A straight line graph for force against extension can be plotted for Hooke's law experiment. Perfect results would allow you to draw a graph like the one shown. This is very difficult to achieve, but you can come close by using certain techniques during the data representation stages...

Data representation tools

There are many tools and techniques that you can use in your experiments both when collecting and representing data in order to make the data more accurate and clearer.

Mean

When possible, it is always best to repeat your measurements and take the mean of them. The mean is a type of average that you will have certainly come across it before in your studies. It can be found from the equation,

\[\text{mean}=\dfrac{\text{sum of all values}}{\text{total number of values}}\]

This reduces the potential for error in your results. Taking repeat measurements also reduces the risk of a certain measurement being an anomaly, and helps to identify these in the data.

Lines of best fit

When you plot a graph for two variables that have a linear relationship, a line of best fit can be drawn through the data points. A line of best fit is drawn below for some data points you might obtain by carrying out the experiment on Hooke's law.

Fig. 8: A line of best fit should go through as many points as possible and have roughly as many points above and below it.

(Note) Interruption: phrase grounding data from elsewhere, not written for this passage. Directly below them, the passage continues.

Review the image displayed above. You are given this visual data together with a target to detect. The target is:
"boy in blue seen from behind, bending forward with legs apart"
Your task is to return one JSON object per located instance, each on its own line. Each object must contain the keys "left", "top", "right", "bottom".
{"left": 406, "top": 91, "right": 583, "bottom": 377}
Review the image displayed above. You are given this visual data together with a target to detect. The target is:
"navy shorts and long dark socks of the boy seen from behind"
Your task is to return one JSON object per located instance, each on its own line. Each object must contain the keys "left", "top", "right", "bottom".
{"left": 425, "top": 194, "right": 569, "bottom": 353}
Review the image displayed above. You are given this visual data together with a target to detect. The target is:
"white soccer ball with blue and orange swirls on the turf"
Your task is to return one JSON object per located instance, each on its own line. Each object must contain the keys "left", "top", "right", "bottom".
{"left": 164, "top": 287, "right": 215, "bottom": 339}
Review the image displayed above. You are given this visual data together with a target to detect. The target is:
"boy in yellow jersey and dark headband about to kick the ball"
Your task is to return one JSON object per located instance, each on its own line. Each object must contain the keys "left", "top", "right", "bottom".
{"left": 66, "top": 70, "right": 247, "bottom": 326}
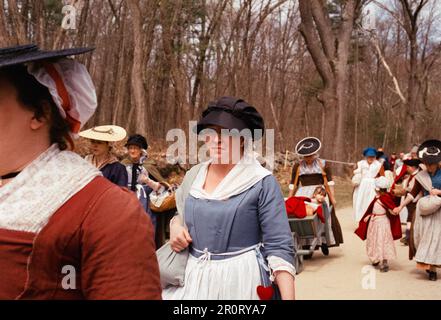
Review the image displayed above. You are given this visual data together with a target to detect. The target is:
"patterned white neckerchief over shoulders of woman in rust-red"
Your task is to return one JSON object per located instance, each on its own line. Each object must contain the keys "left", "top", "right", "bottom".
{"left": 0, "top": 144, "right": 102, "bottom": 233}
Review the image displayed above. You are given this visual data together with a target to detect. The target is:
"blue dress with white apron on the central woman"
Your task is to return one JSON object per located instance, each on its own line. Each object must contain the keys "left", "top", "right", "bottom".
{"left": 163, "top": 175, "right": 295, "bottom": 299}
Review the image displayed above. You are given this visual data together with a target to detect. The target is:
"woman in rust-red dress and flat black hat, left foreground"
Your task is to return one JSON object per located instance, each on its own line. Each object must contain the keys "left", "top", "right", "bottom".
{"left": 0, "top": 45, "right": 161, "bottom": 300}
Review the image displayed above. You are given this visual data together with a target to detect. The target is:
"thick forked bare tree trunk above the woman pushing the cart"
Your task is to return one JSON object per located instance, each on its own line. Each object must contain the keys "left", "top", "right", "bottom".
{"left": 299, "top": 0, "right": 364, "bottom": 159}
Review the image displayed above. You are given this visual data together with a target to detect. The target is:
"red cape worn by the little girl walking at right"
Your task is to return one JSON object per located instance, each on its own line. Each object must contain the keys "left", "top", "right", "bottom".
{"left": 355, "top": 194, "right": 402, "bottom": 240}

A good method for drawing a line of best fit is to make sure that it passes through as many data points as possible and that there are approximately as many points above the line as there are below. If there are anomalous points, you should not consider them when drawing the line. Lines of best fit are useful because they allow you to find the gradient, which can often be used to find the value of a constant under investigation. In the Hooke's law experiment, the gradient of the force vs extension line graph tells us the spring constant of the test spring.